Davids also discussed the Alliance North American Intergroup Study A041202 of ibrutinib alone or in combination with rituximab versus BR in untreated older patients with CLL. Fresh data from this trial were presented at the 2018 ASH Annual Meeting. This population included del(17p) and TP53 mutation—positive patients. About 60% of patients had IGHV-unmutated disease.7
There were 2 deaths (1%) in the BR arm, 7 (4%) in the ibrutinib arm, and 4 (2%) in the IR arm. “We know that there are cardiovascular risks with ibrutinib and that does speak to patient selection in terms of who we are putting on ibrutinib,” Davids said.

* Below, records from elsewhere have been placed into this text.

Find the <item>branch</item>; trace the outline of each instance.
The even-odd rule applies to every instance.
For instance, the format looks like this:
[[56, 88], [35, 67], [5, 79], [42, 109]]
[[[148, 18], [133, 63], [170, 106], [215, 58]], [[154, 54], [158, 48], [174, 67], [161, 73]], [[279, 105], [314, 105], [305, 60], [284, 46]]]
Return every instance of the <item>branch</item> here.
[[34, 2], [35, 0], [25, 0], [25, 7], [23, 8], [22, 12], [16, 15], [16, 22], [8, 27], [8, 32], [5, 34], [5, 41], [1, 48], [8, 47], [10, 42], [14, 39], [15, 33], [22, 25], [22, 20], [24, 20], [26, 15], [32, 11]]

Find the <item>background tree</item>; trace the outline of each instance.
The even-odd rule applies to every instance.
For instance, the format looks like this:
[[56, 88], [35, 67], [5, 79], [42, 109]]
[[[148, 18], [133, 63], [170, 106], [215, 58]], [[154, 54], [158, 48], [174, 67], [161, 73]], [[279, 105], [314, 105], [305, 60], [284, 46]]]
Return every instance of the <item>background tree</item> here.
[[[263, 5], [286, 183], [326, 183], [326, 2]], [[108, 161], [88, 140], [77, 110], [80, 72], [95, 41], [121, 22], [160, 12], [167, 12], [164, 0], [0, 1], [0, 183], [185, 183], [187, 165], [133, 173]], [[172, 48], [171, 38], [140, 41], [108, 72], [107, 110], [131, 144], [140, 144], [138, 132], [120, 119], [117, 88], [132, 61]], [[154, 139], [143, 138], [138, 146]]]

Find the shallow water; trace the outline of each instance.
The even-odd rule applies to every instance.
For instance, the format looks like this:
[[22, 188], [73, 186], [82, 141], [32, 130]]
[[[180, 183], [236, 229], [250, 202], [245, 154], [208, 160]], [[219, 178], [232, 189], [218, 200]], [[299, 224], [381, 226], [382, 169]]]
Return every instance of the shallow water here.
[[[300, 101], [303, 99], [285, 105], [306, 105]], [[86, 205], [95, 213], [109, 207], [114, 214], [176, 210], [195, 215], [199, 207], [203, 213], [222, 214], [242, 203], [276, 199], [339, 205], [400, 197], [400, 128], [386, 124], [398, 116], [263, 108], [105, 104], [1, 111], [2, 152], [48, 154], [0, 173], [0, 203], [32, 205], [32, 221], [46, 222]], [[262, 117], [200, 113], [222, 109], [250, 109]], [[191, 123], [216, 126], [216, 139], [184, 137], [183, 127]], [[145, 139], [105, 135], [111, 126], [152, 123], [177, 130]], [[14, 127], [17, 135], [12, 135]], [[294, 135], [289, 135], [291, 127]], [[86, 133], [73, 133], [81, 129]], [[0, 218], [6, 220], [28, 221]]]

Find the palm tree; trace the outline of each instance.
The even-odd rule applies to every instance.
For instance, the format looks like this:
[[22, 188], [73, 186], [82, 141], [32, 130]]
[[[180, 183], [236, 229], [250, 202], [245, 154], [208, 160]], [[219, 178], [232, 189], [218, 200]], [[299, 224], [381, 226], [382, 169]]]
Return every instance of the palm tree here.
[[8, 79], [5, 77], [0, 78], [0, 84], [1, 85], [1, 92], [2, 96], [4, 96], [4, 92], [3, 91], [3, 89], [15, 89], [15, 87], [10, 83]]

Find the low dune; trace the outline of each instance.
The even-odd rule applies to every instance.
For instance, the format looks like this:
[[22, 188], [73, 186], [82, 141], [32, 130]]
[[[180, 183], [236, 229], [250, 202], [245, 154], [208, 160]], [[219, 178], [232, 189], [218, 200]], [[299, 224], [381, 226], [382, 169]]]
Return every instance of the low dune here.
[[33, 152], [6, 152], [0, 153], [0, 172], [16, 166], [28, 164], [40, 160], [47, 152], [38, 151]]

PFS was the primary endpoint, and the 24-month estimated PFS rate was 74% for BR; 87%, ibrutinib; and 88%, IR. Both of the ibrutinib regimens were dramatically better by this measure, or ≤14 percentage points higher than with BR, Davids noted. “The other interesting thing was there was no benefit from a PFS perspective to adding rituximab.”

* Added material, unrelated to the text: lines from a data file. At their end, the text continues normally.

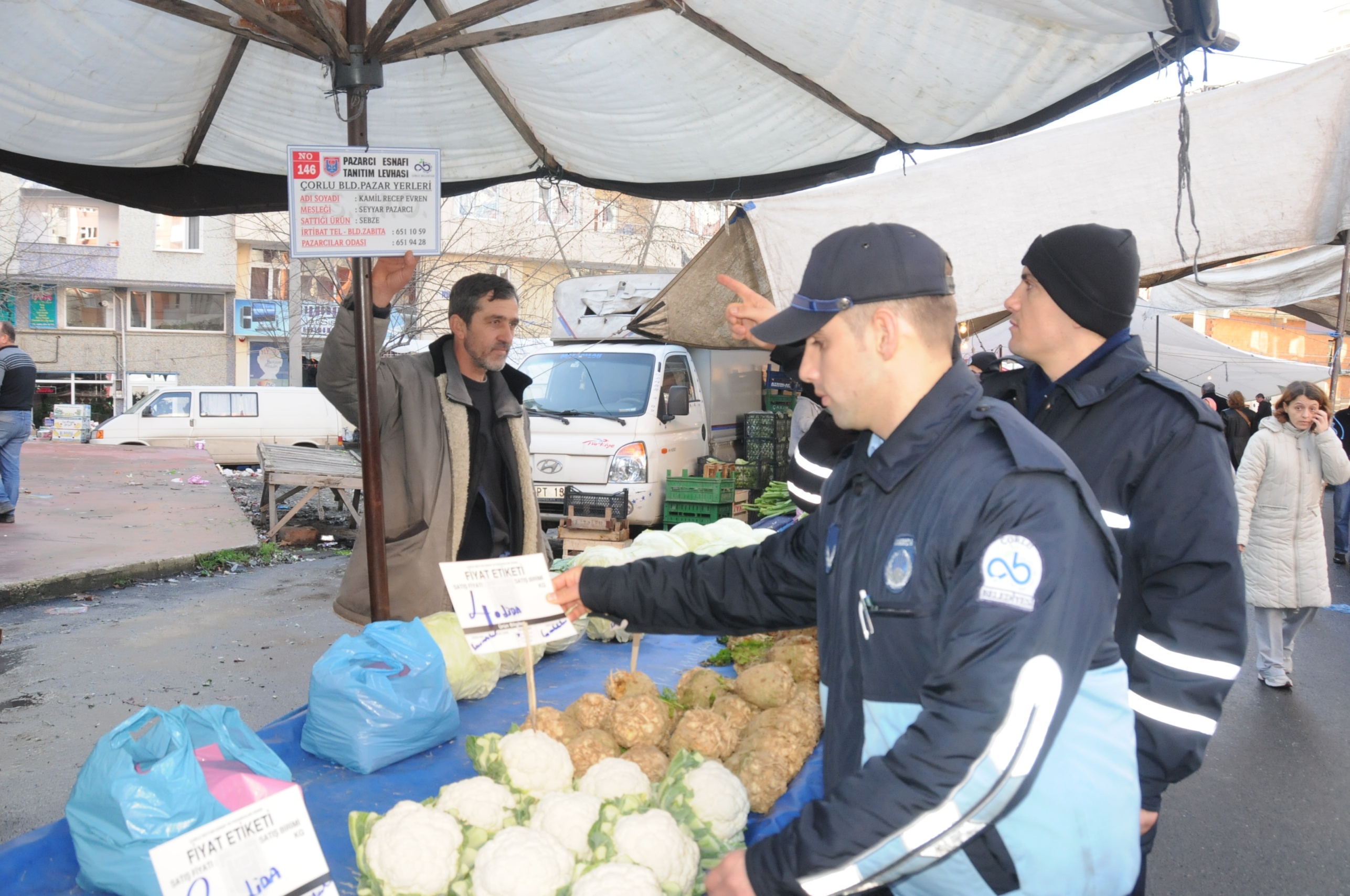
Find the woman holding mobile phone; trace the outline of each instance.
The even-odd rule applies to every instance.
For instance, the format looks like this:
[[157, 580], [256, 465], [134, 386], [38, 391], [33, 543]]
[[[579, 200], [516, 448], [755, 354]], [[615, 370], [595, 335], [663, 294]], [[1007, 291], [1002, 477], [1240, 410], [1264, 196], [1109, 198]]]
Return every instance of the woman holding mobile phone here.
[[1238, 549], [1256, 607], [1257, 677], [1293, 685], [1293, 640], [1330, 606], [1324, 484], [1350, 480], [1350, 457], [1331, 430], [1326, 393], [1289, 383], [1247, 443], [1235, 475]]

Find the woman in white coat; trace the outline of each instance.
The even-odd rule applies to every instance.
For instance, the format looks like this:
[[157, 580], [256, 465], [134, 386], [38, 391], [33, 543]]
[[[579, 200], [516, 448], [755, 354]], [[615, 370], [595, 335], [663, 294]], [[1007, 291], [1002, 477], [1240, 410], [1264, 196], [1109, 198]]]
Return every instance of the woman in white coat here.
[[1256, 607], [1257, 677], [1293, 685], [1293, 640], [1331, 603], [1323, 483], [1350, 480], [1350, 457], [1331, 430], [1327, 395], [1295, 382], [1261, 421], [1238, 467], [1238, 549]]

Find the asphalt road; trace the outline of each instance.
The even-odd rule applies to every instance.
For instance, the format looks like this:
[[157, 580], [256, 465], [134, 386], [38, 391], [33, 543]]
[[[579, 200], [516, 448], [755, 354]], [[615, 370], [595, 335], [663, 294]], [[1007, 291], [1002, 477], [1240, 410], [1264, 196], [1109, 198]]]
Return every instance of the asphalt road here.
[[[1330, 506], [1328, 493], [1328, 532]], [[1331, 600], [1350, 605], [1346, 567], [1331, 565]], [[1295, 646], [1293, 690], [1273, 691], [1257, 681], [1249, 625], [1204, 766], [1162, 797], [1149, 896], [1350, 893], [1347, 660], [1350, 614], [1319, 610]]]
[[[309, 667], [355, 630], [329, 609], [343, 565], [0, 610], [0, 842], [59, 818], [93, 742], [146, 703], [224, 702], [255, 727], [302, 704]], [[1346, 567], [1331, 586], [1350, 605]], [[1350, 895], [1347, 657], [1350, 614], [1327, 610], [1299, 637], [1293, 691], [1260, 684], [1249, 646], [1204, 768], [1164, 797], [1150, 896]]]

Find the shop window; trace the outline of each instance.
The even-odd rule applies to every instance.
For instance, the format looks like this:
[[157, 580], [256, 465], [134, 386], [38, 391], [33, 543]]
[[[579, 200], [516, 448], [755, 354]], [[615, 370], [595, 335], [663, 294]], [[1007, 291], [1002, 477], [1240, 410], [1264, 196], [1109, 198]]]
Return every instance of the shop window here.
[[220, 293], [131, 293], [131, 327], [223, 333], [225, 297]]
[[111, 289], [66, 287], [66, 327], [108, 329], [113, 321], [116, 297]]
[[192, 393], [159, 393], [140, 414], [143, 417], [190, 417]]
[[201, 219], [155, 215], [155, 248], [198, 251], [201, 248]]
[[201, 417], [256, 417], [258, 393], [201, 393]]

For the IGVH-mutated subgroup, the respective 24-month estimated PFS numbers were 87% (n = 52), 86% (n = 45), and 88% (n = 45) for BR, ibrutinib, and IR, respectively.
A third study Davids highlighted from the ASH meeting was iLLUMINATE, which randomized patients ≥65 years of age with previously untreated CLL to ibrutinib/obinutuzumab versus chlorambucil/obinutuzumab. Patients with del(17p) or TP53 mutation were included. Superior PFS was seen with ibrutinib/obinutuzumab by independent review. Estimated PFS rate was 79% with ibrutinib/obinutuzumab versus 31% with chlorambucil/obinutuzumab. Even after excluding patients with del(17p), a 74% reduction was seen in the risk of progression or death with ibrutinib/obinutuzumab.8
In the high-risk population, which included patients with unmutated IGHV, del(11q), del(17p) and TP53 mutation, an 85% reduction in risk of progression or death was seen with ibrutinib/obinutuzumab and an 84% reduction in risk of progression or death with ibrutinib/obinutuzumab among high-risk patients with CLL without del(17p). An 85% reduction in risk of progression or death with ibrutinib/obinutuzumab was seen in unmutated IGHV patients without del(17p). Median PFS for the patients treated with ibrutinib/obinutuzumab versus patients treated with chlorambucil/obinutuzumab was not reached versus 14.7 months at a median follow-up of 31.3 months (HR, 0.154; 95% CI, 0.087-0.270; P <.0001).